What I can offer you is a new song to help you open the conversation with your kids.

 

It wasn’t easy to write it. It’s not perfect. But we’re all learning how to talk about this, how to understand the experience of our black neighbors, and most of all: how to take action.

 

The other day I opened the topic of race with my 11 year old. He said “I’m afraid to talk about it with friends because I’m scared I’ll say something racist.” 

 

Oh man. That hit me hard. Not just because it is sad to hear that he doesn’t feel he can talk about it but because I identified. I know he is expressing what so many of us feel all the time:  What’s the right thing to say to be supportive but not accidentally offend?

 

A couple of days later he told me a story I had never heard: a few years earlier he had said the “N” word at school. He didn’t know what it meant and was using it out of context. I’m not sure where he had even heard it to begin with. His teacher immediately reacted, brought the vice principal who spoke to the whole class about the matter. My son understood the gravity of it.
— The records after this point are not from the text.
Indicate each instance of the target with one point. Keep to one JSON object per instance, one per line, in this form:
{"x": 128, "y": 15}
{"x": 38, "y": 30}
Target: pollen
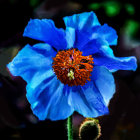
{"x": 72, "y": 68}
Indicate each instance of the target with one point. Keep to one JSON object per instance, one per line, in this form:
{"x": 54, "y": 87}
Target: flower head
{"x": 71, "y": 70}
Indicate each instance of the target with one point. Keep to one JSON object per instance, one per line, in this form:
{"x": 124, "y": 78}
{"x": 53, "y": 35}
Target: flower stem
{"x": 69, "y": 128}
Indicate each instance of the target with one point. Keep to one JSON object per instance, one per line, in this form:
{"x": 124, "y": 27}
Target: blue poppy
{"x": 72, "y": 69}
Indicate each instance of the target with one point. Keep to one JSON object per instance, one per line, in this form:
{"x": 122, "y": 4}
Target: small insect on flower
{"x": 72, "y": 69}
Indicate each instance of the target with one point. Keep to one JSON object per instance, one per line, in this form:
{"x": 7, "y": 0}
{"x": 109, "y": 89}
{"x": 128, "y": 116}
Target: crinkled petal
{"x": 106, "y": 58}
{"x": 105, "y": 32}
{"x": 31, "y": 63}
{"x": 104, "y": 81}
{"x": 70, "y": 37}
{"x": 87, "y": 100}
{"x": 45, "y": 30}
{"x": 91, "y": 47}
{"x": 82, "y": 21}
{"x": 47, "y": 96}
{"x": 49, "y": 100}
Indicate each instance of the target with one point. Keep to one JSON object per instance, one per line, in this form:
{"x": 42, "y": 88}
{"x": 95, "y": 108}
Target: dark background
{"x": 16, "y": 119}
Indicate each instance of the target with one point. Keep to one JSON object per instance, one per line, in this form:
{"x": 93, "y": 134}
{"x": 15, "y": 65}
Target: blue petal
{"x": 70, "y": 37}
{"x": 87, "y": 100}
{"x": 49, "y": 100}
{"x": 106, "y": 58}
{"x": 91, "y": 47}
{"x": 32, "y": 61}
{"x": 104, "y": 81}
{"x": 82, "y": 21}
{"x": 105, "y": 32}
{"x": 45, "y": 30}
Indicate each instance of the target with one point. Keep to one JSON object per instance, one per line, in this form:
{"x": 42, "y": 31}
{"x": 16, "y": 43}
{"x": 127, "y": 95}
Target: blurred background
{"x": 16, "y": 119}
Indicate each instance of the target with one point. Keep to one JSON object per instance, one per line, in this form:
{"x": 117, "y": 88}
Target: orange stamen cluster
{"x": 72, "y": 68}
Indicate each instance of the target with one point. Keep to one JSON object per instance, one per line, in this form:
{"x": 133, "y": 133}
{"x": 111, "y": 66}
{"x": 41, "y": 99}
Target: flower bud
{"x": 90, "y": 129}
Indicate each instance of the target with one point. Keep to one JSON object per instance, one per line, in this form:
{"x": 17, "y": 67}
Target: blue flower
{"x": 72, "y": 69}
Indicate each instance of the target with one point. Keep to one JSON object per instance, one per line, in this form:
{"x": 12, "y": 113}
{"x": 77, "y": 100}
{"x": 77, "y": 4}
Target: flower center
{"x": 72, "y": 68}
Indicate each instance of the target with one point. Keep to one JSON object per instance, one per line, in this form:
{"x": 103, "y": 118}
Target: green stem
{"x": 69, "y": 128}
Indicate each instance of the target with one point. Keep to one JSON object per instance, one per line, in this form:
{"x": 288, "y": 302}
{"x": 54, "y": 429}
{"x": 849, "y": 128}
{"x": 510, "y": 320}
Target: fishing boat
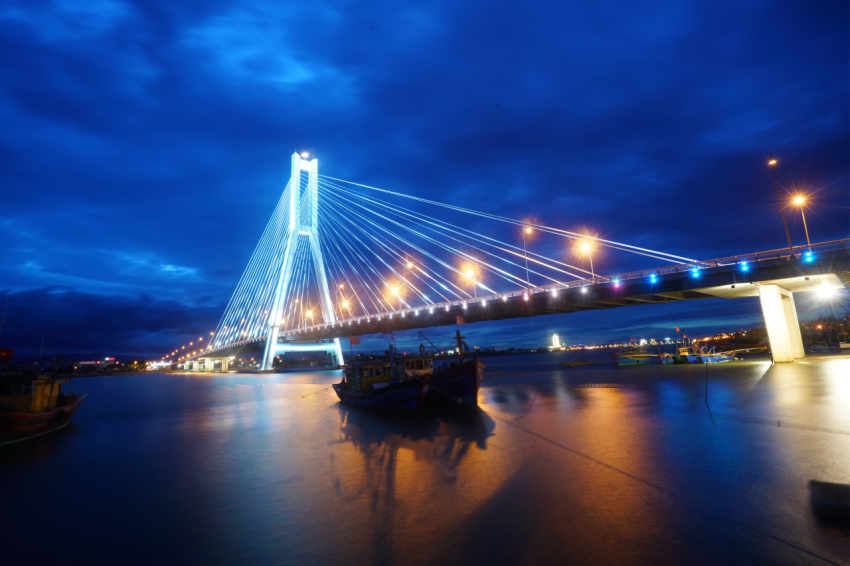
{"x": 634, "y": 357}
{"x": 578, "y": 363}
{"x": 31, "y": 407}
{"x": 411, "y": 382}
He also felt ashamed to the point where he didn’t even tell me about it later.

 

So there you have point A leading to point B. 

 

Here’s a kid who was curious, did not harbor judgment, and was misinformed. Immediately, due to the systemic issues in our country he got the feeling that he should never broach the topic.

 

My son did not set out to discriminate. He was aware of our family value and the school value of acceptance. He just didn’t know the word or how loaded it was.

 

I wonder now if the school could have handled it differently, opening the conversation, gently telling a child what words are offensive, and welcoming curiosity and questions about difference.

 

That’s our job with our kids. Let’s teach them non-judgment and encourage curiosity. Let’s teach them words and phrases that might be offensive. And let’s teach them to ask their black neighbor if what they said is offensive in any way. 

 

That’s actually what I did yesterday after I wrote the song. I called a black friend and asked her to listen. I asked her if anything was triggering. I had never done that before about a song I wrote and I felt that was a big step in the right direction for me. 

 

So that’s what I mean when I say change is on the horizon. I find it very encouraging. But we need to go through lots of growing pains before we get there.